構想を練りに練った。考え抜いた。そして私が導き出したコンセプトは、動力を“機械から電気に変える”だった。バネや歯車を“電磁石”に置き換えれば、小型化も故障率も動力の変換効率も、世界で類を見ないものになる。実用化のイメージもついていた。私は早速資料を用意して、実際に遮断器を生産する製作所へ向かった。プレゼンテーションで歓声が上がるシーンを目に浮かべながら。しかし、計画はいきなり頓挫した。「電磁石に変える?そんな大きな賭けはできん!」「実績のない機構部の信頼性は?」設計部門や生産部門の責任者から猛反発を受けた。よくよく考えてみれば、改良に改良を重ねて“安全”を積み上げてきたメカニズム。“すべてを捨てて魔法の磁石に頼る”と捉えられても仕方がない前代未聞の提案を私はしている。そう気づいた。
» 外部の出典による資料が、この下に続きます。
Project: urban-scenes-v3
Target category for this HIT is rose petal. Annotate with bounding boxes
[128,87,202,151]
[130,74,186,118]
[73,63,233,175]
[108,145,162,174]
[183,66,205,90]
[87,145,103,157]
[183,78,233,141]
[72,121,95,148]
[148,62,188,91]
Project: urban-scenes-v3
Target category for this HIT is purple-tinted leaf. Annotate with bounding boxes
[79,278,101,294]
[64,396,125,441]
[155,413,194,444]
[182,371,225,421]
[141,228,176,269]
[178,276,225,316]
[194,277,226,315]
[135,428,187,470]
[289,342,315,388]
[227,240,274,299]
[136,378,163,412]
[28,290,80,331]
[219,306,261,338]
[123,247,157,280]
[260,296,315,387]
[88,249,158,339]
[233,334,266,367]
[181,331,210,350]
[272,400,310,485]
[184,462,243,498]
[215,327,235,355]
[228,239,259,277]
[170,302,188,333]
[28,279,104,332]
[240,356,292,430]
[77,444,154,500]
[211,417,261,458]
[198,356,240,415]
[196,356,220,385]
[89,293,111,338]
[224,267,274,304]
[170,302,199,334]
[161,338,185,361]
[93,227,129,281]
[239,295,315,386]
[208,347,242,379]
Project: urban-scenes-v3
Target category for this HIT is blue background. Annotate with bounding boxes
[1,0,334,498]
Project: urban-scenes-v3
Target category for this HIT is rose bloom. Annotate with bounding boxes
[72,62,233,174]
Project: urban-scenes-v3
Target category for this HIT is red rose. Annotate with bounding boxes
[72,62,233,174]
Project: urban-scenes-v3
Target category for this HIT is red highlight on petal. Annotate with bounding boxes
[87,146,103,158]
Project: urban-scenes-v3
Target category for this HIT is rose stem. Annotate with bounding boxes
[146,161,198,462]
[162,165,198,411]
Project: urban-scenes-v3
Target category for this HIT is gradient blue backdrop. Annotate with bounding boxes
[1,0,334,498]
研究所と製作所の間を何度も何度も往復した。原理の説明、設計の見直し、実験結果の提出・・・。思い付くことは全てやった。でも、首を縦に振ってはもらえなかった。終わりなき平行線を辿る会議。「もう限界かもしれない・・・」 そう諦めかけた時、立ち上がってくれた人がいた。「これだけシンプルな機構部ならば採用できる。挑戦してみよう、イノベーションに」 製作所長の覚悟に目頭が熱くなった。
“明るい未来への扉”を開くために。
開発スタートから4年。部品点数を半減させ、電力供給の安全性と安定性を飛躍的に高めた。2万ボルト級以上では、世界初の真空遮断器(真空式のブレーカー)が完成した。製作所から初出荷された日の感動を、私は今も忘れない。開発では100点を取ることも大事。でも、100点を目指して諦めずにベストを尽くすことは、もっと大事。前を向いて進めば、携わるすべての人の想いは一つになり、明るい未来への扉は必ず開かれる。そうつくづく思った。このプロジェクトでは、温室効果ガスSF6を使わない世界初の乾燥空気絶縁のスイッチギアを開発。温暖化係数“0”のブレーカーが東京駅に採用された。
入社24年目を迎えた今年、職場は研究所から製作所へ。ブレーカーを始めとしたファクトリーオートメーション機器を、世界中のビルや工場へ送り出す国内屈指の生産拠点。そこで私は製造部門の責任者を務めている。女性初の製造部長と聞いて、身の引き締まる想いだった。これから求められる電機機器の姿や電力のあり方は、間違いなく変わっていく。便利さだけを追求する時代は終わったけれど、便利な世の中を捨てることはできない。今までとは違った意味で、安全で快適な未来を創造していくこと。それが私たちの使命。大人になっていく子どもたちのためにも、私はこれからも好奇心で眼を働かせ、チャレンジングな自分であり続けたいと思う。